As a yoga instructor and yoga therapist, I have long been strong believer and proponent of the healing aspects of yoga. Whether it be a new lightness in expression, transformed posture, or a newfound physical strength, time and time again I have watched yoga transform my students. However, it has been the experience of teaching yoga at WeSpark Cancer Support Center that has solidified my faith in yoga’s incredible ability to heal, uplift and transform.
There is no question that facing down a cancer diagnosis and its ensuing treatment is one of life’s greatest challenges. Most everyone at We Spark is familiar with the staggering variety of physical, mental and even spiritual ailments and imbalances that can accompany cancer. Though yoga may not be a cure for this, its holistic approach to health can help to soften the edges of the disease and its treatment, providing one with a greater sense of physical and mental well being.
The philosophy and practice of yoga is holistic -- in that it takes into account the health of the entire person - body, mind and spirit. Yoga treats a person as a whole, rather than a collection of problems and ailments. Indeed, Yoga takes the view that we are essentially whole and perfect, even if we are having an experience of disease or pain. Yogis believe that underneath all of our pain and suffering, there is a radiant light of health, wholeness and truth. Like the sun, it is always shining – even if it is sometimes covered by the clouds.
On a physical level, yoga incorporates stretching, bending, twisting and balancing movements. These postures help to stretch and strengthen the body and increase stamina, flexibility and circulation. A skilled yoga therapist is well versed in anatomy and physiology and will understand which postures can help a student. Utilizing that base of knowledge along with a healthy dose of intuition, a yoga therapist can design a simple series of postures and breathing techniques specific to their students’ needs.

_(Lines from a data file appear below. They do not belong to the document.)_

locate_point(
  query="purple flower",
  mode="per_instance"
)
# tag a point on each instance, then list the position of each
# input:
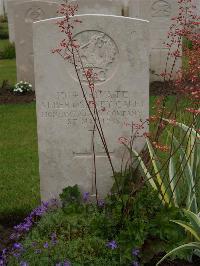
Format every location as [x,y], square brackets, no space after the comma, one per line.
[16,255]
[101,203]
[46,245]
[54,239]
[23,263]
[4,251]
[17,246]
[66,263]
[135,252]
[135,263]
[86,196]
[112,244]
[38,251]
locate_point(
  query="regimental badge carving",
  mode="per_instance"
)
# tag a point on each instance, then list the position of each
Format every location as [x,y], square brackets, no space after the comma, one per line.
[34,14]
[97,52]
[161,8]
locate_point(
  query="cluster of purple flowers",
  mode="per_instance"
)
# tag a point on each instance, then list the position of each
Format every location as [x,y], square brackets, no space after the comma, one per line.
[65,263]
[24,227]
[29,221]
[112,244]
[135,254]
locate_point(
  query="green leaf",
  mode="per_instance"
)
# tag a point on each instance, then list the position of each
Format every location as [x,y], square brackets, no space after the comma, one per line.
[194,220]
[192,245]
[188,227]
[172,180]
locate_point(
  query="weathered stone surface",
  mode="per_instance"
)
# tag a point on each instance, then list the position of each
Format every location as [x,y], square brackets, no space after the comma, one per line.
[107,7]
[25,14]
[112,7]
[117,49]
[160,14]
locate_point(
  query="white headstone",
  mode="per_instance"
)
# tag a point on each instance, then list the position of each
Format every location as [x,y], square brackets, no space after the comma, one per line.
[11,14]
[160,14]
[110,7]
[25,14]
[117,48]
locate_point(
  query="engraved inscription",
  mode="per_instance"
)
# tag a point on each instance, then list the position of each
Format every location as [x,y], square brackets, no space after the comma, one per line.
[34,14]
[160,8]
[97,52]
[115,107]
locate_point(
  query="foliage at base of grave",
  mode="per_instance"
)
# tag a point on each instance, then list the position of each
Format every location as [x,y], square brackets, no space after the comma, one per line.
[85,233]
[8,51]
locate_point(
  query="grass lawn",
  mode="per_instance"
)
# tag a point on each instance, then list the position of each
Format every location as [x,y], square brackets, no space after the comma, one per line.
[19,177]
[3,43]
[8,71]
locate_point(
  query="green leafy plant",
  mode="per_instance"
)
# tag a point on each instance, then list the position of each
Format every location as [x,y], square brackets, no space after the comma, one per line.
[183,169]
[4,30]
[193,228]
[8,52]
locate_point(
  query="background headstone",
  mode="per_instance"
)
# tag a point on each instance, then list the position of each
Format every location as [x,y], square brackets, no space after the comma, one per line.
[11,14]
[107,7]
[159,13]
[112,7]
[25,14]
[117,47]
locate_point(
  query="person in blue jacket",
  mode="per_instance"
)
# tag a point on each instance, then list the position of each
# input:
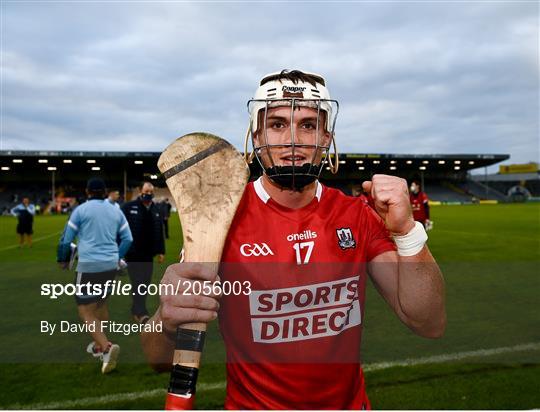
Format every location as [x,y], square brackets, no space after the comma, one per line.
[96,224]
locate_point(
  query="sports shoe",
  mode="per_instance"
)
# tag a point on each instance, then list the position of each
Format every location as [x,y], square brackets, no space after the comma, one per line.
[110,358]
[142,319]
[91,349]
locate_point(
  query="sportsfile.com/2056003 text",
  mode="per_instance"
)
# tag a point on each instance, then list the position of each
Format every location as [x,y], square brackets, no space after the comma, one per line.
[119,288]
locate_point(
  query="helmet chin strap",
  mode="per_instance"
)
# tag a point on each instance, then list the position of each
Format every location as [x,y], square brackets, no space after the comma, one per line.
[291,177]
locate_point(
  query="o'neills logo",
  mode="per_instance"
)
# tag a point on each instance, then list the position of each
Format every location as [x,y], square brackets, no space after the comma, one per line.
[305,312]
[306,234]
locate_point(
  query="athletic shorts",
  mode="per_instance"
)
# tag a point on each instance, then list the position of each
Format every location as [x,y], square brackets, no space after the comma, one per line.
[93,286]
[24,228]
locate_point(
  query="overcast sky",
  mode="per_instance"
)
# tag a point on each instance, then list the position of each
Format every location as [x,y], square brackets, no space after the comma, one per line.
[411,77]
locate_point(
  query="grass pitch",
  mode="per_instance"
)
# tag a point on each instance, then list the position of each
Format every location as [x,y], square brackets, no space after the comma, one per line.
[490,257]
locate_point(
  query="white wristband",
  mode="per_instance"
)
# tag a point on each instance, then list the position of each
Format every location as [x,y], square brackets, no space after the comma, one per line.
[413,242]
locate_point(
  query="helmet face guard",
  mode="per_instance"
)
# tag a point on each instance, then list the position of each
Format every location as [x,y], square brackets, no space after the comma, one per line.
[306,148]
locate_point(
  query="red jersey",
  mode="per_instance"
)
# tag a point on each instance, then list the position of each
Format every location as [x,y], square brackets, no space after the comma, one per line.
[293,342]
[418,204]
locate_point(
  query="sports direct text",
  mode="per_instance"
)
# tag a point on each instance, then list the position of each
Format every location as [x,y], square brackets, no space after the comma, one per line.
[119,288]
[306,312]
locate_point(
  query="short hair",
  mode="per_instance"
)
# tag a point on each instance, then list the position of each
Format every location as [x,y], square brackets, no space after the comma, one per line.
[294,76]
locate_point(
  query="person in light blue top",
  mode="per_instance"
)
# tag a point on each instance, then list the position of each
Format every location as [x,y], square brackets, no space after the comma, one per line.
[96,224]
[25,226]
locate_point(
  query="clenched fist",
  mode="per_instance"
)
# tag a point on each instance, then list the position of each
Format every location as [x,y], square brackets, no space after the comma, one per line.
[391,197]
[185,306]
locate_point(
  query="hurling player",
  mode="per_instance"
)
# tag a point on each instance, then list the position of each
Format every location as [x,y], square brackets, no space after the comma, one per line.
[306,250]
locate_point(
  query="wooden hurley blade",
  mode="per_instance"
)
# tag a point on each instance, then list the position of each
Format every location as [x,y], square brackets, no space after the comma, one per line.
[206,176]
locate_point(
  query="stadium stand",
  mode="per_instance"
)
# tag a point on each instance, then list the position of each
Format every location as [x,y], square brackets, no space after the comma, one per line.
[38,173]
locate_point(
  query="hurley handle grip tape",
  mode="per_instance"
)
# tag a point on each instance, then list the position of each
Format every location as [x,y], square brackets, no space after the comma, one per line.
[183,381]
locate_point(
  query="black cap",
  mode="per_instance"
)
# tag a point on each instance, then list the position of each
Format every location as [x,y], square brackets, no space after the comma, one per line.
[95,184]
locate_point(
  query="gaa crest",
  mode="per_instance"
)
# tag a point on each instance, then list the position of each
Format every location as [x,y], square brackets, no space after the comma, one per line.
[345,238]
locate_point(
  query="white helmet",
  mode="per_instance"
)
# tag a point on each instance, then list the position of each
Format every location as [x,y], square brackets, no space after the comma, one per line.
[293,89]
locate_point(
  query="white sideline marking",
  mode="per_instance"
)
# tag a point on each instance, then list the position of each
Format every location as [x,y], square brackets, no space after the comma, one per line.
[33,241]
[107,399]
[451,357]
[131,396]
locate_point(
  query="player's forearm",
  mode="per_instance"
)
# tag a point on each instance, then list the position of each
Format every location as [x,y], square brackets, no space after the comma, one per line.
[158,347]
[421,294]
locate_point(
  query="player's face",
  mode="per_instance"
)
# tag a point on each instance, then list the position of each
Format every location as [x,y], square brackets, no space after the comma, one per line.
[277,133]
[147,191]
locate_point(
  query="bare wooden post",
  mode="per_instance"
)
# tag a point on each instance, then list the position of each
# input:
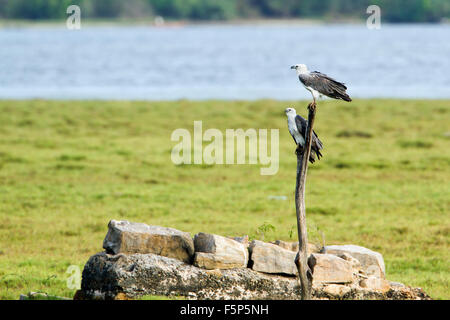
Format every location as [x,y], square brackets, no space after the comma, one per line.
[301,260]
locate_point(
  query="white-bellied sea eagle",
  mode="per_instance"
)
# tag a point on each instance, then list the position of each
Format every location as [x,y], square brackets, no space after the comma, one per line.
[320,84]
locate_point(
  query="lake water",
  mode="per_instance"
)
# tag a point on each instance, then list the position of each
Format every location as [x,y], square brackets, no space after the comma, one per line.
[222,61]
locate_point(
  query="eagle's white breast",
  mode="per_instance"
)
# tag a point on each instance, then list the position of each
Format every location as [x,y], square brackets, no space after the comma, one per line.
[292,126]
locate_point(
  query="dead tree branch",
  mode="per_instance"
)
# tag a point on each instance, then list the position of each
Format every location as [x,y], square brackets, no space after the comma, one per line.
[301,260]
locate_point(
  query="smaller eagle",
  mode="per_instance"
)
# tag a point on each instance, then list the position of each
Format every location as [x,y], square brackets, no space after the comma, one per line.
[297,128]
[320,84]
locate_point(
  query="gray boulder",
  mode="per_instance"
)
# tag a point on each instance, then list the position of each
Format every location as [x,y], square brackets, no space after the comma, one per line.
[122,276]
[131,237]
[372,263]
[328,268]
[271,258]
[106,276]
[217,252]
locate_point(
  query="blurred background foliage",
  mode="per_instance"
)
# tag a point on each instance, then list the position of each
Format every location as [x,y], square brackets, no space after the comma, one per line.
[392,10]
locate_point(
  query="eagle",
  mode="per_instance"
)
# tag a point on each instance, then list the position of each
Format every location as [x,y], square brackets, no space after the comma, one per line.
[297,128]
[320,84]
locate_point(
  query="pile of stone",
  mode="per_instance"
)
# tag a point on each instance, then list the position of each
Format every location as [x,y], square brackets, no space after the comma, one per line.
[142,259]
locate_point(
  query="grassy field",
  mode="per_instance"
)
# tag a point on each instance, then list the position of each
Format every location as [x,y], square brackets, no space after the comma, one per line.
[68,167]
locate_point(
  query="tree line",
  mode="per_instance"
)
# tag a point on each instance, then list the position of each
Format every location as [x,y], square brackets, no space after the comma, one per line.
[392,10]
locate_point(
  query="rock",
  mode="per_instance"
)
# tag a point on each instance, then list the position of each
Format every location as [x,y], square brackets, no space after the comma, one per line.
[122,276]
[217,252]
[243,240]
[375,283]
[356,265]
[271,258]
[106,276]
[329,268]
[130,237]
[336,290]
[293,246]
[372,262]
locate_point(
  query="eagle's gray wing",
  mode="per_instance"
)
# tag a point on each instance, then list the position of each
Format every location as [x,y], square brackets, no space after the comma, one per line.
[325,85]
[316,144]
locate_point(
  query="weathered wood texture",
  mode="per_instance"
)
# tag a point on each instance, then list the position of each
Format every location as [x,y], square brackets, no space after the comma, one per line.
[301,259]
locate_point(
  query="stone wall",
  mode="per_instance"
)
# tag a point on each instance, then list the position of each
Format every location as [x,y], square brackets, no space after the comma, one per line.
[151,260]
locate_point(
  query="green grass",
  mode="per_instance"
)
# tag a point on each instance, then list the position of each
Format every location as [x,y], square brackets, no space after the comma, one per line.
[68,167]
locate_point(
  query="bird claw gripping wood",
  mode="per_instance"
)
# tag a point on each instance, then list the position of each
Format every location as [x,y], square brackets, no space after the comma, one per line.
[312,106]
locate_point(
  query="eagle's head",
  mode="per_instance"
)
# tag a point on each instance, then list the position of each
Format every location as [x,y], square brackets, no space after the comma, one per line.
[300,68]
[290,112]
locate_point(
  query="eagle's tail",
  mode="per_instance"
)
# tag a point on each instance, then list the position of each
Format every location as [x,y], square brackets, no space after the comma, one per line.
[345,97]
[312,157]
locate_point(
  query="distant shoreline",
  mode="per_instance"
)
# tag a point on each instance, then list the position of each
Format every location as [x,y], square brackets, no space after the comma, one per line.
[8,23]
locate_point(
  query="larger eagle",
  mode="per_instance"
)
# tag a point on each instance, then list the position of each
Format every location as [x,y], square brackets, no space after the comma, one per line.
[320,84]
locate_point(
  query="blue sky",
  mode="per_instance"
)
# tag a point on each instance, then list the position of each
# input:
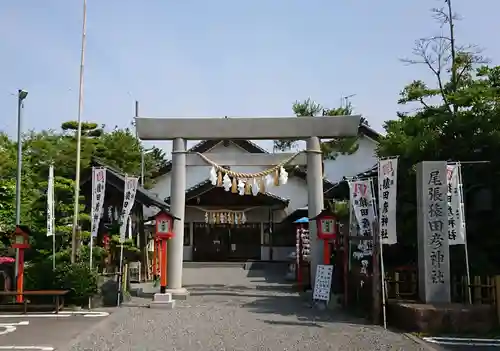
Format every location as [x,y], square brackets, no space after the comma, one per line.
[218,57]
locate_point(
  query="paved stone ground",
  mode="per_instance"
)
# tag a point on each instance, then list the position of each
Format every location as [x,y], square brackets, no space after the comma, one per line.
[237,310]
[43,331]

Yoga provides a tool-kit for all kinds of situations. Someone who is recovering from a mastectomy may need gentle heart openers, or to simply lie supported on a bolster to open the heart, break up scar tissue and increase lung capacity. Meanwhile, someone who is struggling from chemotherapy fatigue might benefit from energizing right nostril breathing or a mild inversion. A person with digestive troubles may benefit from a simple knee-to-chest stretch. However, some students may need to simply lie down and rest, feeling nurtured and cared for by their yoga instructor. The psycho-physiological value in feeling relaxed and cared for cannot be underestimated. As the physician Francis Peabody once remarked, “The secret of the care of the patient is in caring for the patient”.
These days, the detrimental effects of stress on the nervous system and immune system are well known. It is evident that we all must practice self-care and self-love. In many ways, yoga can be an antidote the continual stress and strain that occurs while experiencing cancer. Yoga’s holistic approach engages the practitioner on a physical, emotional and spiritual level and helps to facilitate deep rest and relaxation, providing opportunities for greater health and healing.